I sent an email to dev@nceas
:
Hey all, most of us were on the dev call yesterday but Chris made a good point that emailing the dev list with a summary plus action items would be good for visibility. Please take a look through to see if we're missing anything.
What's the R & HTTP 413 problem?
See https://github.com/DataONEorg/rdataone/issues/210 for more detail. A short summary is that createObject/updateObject calls began failing a while ago for users of the R dataone package because of a change in the underlying HTTP library it uses (deprecation of the Expect HTTP header) which was incompatible with our support of client certificates in the Apache configs we put in front of Metacat (to support client certs).
What are we doing now?
We're version-pinning our R users to an old version of the curl package. This is super painful and likely insecure.
What are we going to do right now to fix this for our users?
- Add the string 'httr' to our SSLClientVerify whitelist in our Apache configs on all Metacat installations we manage. The dataone R package sends a UA that includes the strings 'dataone', 'httr', and 'R' (plus version strings). We decided on adding 'httr' to the whitelist so (1) both users of rdataone and httr (a common http lib for R) get the fix and (2) we reduce the potential for breakage in other libraries that use 'dataone' in their UA string (Python, Java)
- Update the Metacat documentation (probably the DataONE section) with this information
- Update our boilerplate Apache config we ship with Metacat
- Coordinate with DataONE on this work
I'll be filing Issues in relevant repos shortly but please look for those. Thanks!
Have you considered basing the SSLClientVerify
setting on the presence of the Authorization
header?
That is, set SSLClientVerify none
if the client passes a JWT.
That seems like a really good idea @rogerdahl. It's a bit more direct and would help the R client and any other non-browser clients that send JWTs w/o the Expect
header. I think we'd still need the existing Apache config portion so browsers, like Safari, don't unnecessarily ask the user for a client cert.
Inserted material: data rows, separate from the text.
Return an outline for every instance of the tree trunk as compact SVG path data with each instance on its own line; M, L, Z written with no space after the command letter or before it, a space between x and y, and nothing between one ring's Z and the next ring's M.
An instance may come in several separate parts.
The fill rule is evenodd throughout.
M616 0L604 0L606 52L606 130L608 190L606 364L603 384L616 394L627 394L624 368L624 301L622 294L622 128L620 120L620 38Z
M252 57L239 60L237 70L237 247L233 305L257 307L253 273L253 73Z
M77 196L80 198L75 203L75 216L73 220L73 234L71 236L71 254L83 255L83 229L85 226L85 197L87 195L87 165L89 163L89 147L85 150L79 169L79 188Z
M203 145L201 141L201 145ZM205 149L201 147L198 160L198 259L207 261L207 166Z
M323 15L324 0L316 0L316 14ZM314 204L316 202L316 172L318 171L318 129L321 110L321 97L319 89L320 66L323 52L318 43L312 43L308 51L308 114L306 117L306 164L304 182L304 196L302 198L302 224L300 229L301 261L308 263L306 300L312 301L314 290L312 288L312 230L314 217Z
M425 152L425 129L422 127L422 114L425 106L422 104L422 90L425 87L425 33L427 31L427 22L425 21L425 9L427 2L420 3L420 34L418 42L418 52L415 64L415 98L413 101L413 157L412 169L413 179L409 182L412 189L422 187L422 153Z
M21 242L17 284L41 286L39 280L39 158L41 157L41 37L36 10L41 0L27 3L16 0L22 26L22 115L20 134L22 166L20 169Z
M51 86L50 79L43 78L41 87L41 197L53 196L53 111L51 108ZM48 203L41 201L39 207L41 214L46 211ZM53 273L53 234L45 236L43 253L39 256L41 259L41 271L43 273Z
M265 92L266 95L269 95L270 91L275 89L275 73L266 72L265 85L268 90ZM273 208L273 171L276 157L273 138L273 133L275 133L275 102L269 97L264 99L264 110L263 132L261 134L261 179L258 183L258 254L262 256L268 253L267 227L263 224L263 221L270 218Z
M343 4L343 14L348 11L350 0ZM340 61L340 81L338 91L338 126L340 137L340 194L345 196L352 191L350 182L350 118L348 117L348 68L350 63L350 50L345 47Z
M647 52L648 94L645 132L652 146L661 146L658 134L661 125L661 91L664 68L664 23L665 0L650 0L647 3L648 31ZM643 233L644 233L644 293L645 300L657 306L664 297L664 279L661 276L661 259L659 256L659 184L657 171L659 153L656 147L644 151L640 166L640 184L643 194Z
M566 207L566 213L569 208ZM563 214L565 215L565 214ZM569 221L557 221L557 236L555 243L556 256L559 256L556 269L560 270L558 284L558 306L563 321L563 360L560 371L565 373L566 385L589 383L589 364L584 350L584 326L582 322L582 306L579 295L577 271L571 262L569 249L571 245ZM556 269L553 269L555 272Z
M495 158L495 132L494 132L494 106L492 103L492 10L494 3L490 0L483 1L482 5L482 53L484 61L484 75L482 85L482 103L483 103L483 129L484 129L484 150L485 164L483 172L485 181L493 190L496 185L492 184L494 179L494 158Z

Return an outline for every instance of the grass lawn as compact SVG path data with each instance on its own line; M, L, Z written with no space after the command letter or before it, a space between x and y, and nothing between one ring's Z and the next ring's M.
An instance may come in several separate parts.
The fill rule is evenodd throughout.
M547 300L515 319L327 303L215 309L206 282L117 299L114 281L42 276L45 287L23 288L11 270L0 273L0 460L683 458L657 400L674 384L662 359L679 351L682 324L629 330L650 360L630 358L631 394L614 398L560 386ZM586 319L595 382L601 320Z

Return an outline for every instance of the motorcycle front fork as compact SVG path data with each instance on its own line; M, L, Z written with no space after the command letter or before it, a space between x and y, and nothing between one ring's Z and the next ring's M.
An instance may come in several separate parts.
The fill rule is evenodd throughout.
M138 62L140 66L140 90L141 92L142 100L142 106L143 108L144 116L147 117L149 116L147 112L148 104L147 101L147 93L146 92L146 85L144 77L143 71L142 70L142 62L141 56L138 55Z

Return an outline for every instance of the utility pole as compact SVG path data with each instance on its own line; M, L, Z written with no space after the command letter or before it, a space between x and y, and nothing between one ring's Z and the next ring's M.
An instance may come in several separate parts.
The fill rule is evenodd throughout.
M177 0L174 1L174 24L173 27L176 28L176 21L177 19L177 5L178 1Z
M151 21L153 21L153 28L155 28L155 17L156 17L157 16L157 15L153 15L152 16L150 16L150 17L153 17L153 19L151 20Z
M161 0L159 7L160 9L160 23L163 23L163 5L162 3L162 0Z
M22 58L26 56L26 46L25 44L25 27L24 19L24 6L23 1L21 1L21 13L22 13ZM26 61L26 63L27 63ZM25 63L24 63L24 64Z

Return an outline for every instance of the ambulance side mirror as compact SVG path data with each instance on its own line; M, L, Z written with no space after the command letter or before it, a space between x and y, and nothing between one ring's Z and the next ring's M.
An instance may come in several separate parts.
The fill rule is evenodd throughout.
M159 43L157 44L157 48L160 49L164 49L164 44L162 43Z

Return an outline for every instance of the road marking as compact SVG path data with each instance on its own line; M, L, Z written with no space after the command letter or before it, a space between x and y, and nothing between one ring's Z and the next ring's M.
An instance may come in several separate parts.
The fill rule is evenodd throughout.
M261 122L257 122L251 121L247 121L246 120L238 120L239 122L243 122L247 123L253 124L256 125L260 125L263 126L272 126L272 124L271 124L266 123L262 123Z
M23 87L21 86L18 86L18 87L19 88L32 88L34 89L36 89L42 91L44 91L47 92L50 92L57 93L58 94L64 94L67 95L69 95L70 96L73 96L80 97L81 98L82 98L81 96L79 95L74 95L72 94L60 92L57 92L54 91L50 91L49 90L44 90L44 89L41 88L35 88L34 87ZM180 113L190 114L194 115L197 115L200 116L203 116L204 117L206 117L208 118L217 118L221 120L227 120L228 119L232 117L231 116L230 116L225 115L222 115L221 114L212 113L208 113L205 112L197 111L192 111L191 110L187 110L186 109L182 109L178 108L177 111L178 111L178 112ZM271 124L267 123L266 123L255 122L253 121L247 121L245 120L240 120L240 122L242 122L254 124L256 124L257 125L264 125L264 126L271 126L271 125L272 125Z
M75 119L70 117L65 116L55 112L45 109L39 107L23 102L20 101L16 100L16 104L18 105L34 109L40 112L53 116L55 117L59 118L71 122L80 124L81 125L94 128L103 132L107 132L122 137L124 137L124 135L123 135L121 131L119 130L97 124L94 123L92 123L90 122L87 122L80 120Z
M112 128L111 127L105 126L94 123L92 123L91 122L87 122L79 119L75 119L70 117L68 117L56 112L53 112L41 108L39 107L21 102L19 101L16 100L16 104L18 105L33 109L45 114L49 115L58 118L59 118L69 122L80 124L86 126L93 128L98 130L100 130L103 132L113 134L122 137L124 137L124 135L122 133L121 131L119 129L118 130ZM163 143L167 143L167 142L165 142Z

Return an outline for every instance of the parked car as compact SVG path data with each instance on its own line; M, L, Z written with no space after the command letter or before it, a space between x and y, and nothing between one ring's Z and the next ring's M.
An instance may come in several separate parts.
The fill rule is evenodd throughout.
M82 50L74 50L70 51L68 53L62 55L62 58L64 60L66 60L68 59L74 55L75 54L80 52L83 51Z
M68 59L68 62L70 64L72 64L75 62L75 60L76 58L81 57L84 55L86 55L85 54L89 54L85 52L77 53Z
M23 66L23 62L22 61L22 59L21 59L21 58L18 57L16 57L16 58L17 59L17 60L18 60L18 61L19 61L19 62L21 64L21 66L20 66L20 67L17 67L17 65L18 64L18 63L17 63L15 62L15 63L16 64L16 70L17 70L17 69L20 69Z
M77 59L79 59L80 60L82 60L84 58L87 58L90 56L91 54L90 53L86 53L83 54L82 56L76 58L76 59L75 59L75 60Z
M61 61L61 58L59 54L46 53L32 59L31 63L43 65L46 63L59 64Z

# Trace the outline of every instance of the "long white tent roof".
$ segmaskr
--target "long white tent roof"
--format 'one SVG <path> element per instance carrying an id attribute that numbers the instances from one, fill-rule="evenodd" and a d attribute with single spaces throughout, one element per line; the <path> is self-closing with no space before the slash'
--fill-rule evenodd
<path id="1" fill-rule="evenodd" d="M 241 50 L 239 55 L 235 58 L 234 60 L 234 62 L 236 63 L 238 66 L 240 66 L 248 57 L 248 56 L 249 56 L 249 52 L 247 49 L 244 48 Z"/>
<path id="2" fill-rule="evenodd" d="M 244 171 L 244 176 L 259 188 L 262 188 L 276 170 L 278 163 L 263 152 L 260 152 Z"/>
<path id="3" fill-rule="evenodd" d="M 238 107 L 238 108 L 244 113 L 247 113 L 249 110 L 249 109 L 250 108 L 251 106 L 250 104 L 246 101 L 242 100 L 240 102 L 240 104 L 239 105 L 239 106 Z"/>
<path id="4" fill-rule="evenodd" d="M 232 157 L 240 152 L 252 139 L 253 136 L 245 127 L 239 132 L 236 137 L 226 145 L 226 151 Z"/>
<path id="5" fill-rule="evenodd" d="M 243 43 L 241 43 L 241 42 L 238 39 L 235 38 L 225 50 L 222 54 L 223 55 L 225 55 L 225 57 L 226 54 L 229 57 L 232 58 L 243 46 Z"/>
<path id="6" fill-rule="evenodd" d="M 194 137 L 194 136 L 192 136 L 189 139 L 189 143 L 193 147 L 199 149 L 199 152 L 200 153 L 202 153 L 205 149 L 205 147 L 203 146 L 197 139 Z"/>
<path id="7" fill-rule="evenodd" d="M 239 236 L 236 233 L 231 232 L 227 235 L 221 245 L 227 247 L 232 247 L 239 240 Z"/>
Maybe something like this?
<If "%{HTTP:Authorization} =~ /\ABearer .+">
SSLClientVerify none
</If>
I haven't seen this error in a long time. Did changes to other underlying libraries (ours or others) render this not a problem anymore? @amoeba if you have any idea, let me know, otherwise I'm going to close and will reopen if we see it again
I haven't seen this in a while either and I think underlying libraries must have changed. Our web server configs on sites like the KNB or ADC don't even have the workarounds we put in to deal with this any longer. I'm in favor of closing the issue.
Reported by @maier-m - this occurs intermittently during
createUpdate()
for large or small objects, as small as 303KB:Downgrading curl to 2.7.1 can fix the problem
Determine what the underlying problem with the curl package/library is.